21–23 Jun 2021
Europe/London timezone

"Decontestation of the Essentially Contestable”: Biopolitics, Ideology and Fantasy in Kurdish Conflict

22 Jun 2021, 18:00

Description

The Kurdish Conflict in Turkey has a deep and violent history consisting of cycle upon cycle of conflict. The current armed conflict between Partiya Karkerên Kurdistan (Kurdistan Workers Party, or PKK) and Turkish Republic has been ongoing since mid-1970s. On the one hand, the political, human and economic cost of war have been staggering with a price tag over $300 million, an increasing social/death toll, and the sheer number of displaced people, resulting in a deeply-divided and polarized society. On the other hand, despite the impact of the violence and the conflict on everyday life, the Republic of Turkey has systematically back-grounded the political dimension of the conflict and actively prevented the public/political contestation by maintaining a prevailing discourse: “There is no Kurdish Conflict”. As such the conflict – that had become a Gordian knot - has remained unresolved. The paper argues that understanding the nature, form and dynamics of this de-politisation strategy can cast a different light upon the resistance towards the peace and the resolution/transformation of this intractable political conflict and account for the resistance towards its resolution. The paper accordingly raises the following questions: How does non-recognition of the political character of the Kurdish Conflict work? What does this de-politisation/contestation exactly consist of? and How does the decontestation of the Kurdish Conflict become possible?
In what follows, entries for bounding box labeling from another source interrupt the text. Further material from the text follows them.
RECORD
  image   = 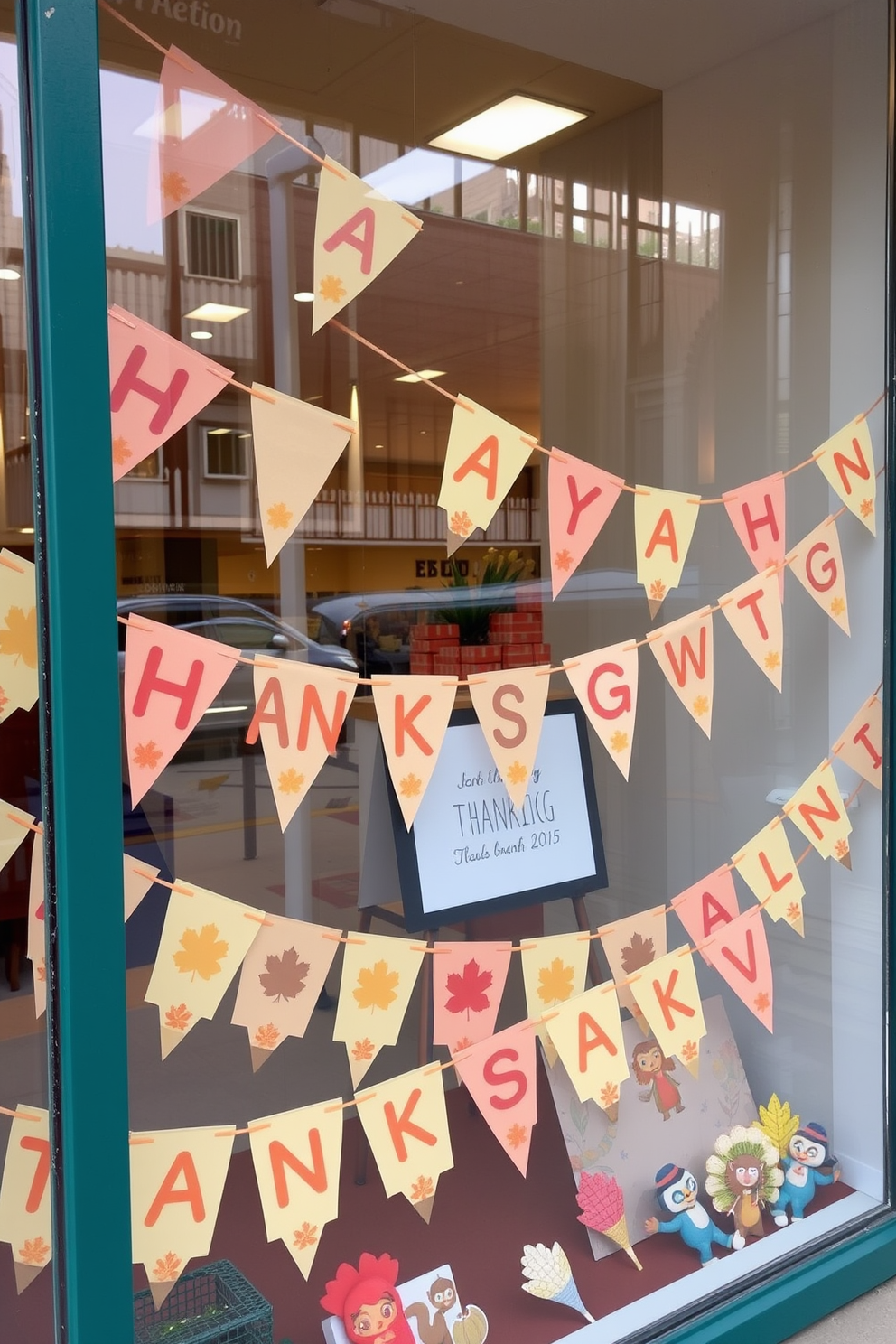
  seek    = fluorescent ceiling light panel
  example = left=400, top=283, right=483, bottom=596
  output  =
left=430, top=93, right=588, bottom=159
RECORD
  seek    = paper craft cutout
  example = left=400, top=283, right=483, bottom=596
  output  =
left=124, top=616, right=239, bottom=809
left=358, top=1064, right=454, bottom=1223
left=433, top=942, right=513, bottom=1054
left=469, top=668, right=551, bottom=807
left=634, top=485, right=700, bottom=620
left=130, top=1125, right=234, bottom=1311
left=548, top=453, right=625, bottom=597
left=146, top=882, right=262, bottom=1059
left=438, top=397, right=532, bottom=555
left=650, top=606, right=714, bottom=736
left=248, top=1097, right=344, bottom=1278
left=149, top=46, right=278, bottom=223
left=811, top=415, right=877, bottom=537
left=251, top=383, right=358, bottom=565
left=312, top=154, right=422, bottom=335
left=333, top=933, right=423, bottom=1090
left=108, top=303, right=234, bottom=481
left=0, top=1104, right=52, bottom=1293
left=373, top=675, right=457, bottom=831
left=563, top=639, right=638, bottom=779
left=229, top=914, right=339, bottom=1069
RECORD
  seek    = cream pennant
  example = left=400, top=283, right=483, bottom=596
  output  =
left=146, top=882, right=260, bottom=1059
left=719, top=570, right=785, bottom=691
left=635, top=944, right=706, bottom=1078
left=312, top=154, right=422, bottom=335
left=248, top=1098, right=344, bottom=1278
left=811, top=415, right=877, bottom=537
left=0, top=547, right=38, bottom=723
left=251, top=383, right=358, bottom=565
left=783, top=761, right=853, bottom=868
left=124, top=617, right=239, bottom=809
left=246, top=661, right=358, bottom=831
left=634, top=485, right=700, bottom=620
left=731, top=817, right=806, bottom=938
left=229, top=914, right=339, bottom=1069
left=333, top=933, right=425, bottom=1087
left=788, top=516, right=849, bottom=634
left=0, top=1104, right=52, bottom=1293
left=563, top=641, right=638, bottom=779
left=453, top=1022, right=538, bottom=1176
left=358, top=1064, right=454, bottom=1223
left=469, top=668, right=551, bottom=807
left=649, top=606, right=714, bottom=736
left=373, top=675, right=457, bottom=831
left=833, top=695, right=884, bottom=789
left=130, top=1125, right=235, bottom=1311
left=438, top=397, right=533, bottom=555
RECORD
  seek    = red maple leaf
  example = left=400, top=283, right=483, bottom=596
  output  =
left=444, top=957, right=491, bottom=1022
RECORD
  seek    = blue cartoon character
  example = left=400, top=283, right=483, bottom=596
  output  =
left=775, top=1120, right=840, bottom=1227
left=643, top=1162, right=744, bottom=1266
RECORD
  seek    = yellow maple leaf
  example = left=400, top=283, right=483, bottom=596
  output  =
left=352, top=961, right=399, bottom=1011
left=173, top=925, right=229, bottom=980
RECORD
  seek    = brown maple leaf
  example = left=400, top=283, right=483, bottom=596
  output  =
left=258, top=947, right=312, bottom=1003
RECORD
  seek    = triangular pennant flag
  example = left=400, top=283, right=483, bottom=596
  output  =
left=333, top=933, right=423, bottom=1087
left=701, top=906, right=774, bottom=1031
left=634, top=485, right=700, bottom=620
left=253, top=383, right=358, bottom=565
left=433, top=942, right=513, bottom=1054
left=453, top=1022, right=538, bottom=1176
left=788, top=516, right=849, bottom=634
left=0, top=547, right=38, bottom=723
left=438, top=397, right=533, bottom=555
left=833, top=695, right=884, bottom=789
left=563, top=641, right=638, bottom=779
left=146, top=46, right=279, bottom=224
left=229, top=914, right=339, bottom=1071
left=108, top=305, right=234, bottom=481
left=785, top=761, right=853, bottom=868
left=248, top=1098, right=344, bottom=1278
left=312, top=154, right=423, bottom=335
left=719, top=570, right=785, bottom=691
left=548, top=453, right=625, bottom=597
left=649, top=606, right=714, bottom=736
left=246, top=661, right=358, bottom=831
left=146, top=882, right=265, bottom=1059
left=811, top=415, right=877, bottom=537
left=125, top=616, right=239, bottom=809
left=130, top=1125, right=235, bottom=1311
left=358, top=1064, right=454, bottom=1223
left=0, top=1104, right=52, bottom=1293
left=635, top=945, right=706, bottom=1078
left=469, top=668, right=551, bottom=807
left=731, top=817, right=806, bottom=938
left=373, top=675, right=457, bottom=831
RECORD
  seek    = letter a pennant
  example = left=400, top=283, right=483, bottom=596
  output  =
left=312, top=154, right=423, bottom=335
left=358, top=1064, right=454, bottom=1223
left=125, top=616, right=239, bottom=809
left=108, top=306, right=234, bottom=481
left=253, top=383, right=358, bottom=565
left=130, top=1125, right=234, bottom=1311
left=548, top=453, right=625, bottom=597
left=650, top=606, right=714, bottom=736
left=373, top=675, right=457, bottom=831
left=248, top=1097, right=342, bottom=1278
left=438, top=397, right=532, bottom=555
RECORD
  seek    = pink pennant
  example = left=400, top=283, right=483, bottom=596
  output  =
left=548, top=453, right=625, bottom=597
left=108, top=306, right=234, bottom=481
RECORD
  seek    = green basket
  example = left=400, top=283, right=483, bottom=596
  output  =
left=135, top=1261, right=274, bottom=1344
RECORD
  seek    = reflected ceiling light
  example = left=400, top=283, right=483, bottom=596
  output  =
left=430, top=93, right=588, bottom=159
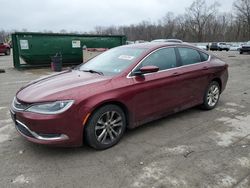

By advancing a critical inquiry into the conditions of the de-politisation, the paper draws on the work of scholars such as Foucault (1980), Agamben (1998), Freeden (1996), Laclau and Mouffe (1985), Derrida (1970), Lacan (1977) and Glynos and Howarth (2007) and argues that the political dimension of the Kurdish Conflict has been kept at bay with a hegemonic assemblage of biopolitical practices and ideological/fantasmatic articulations.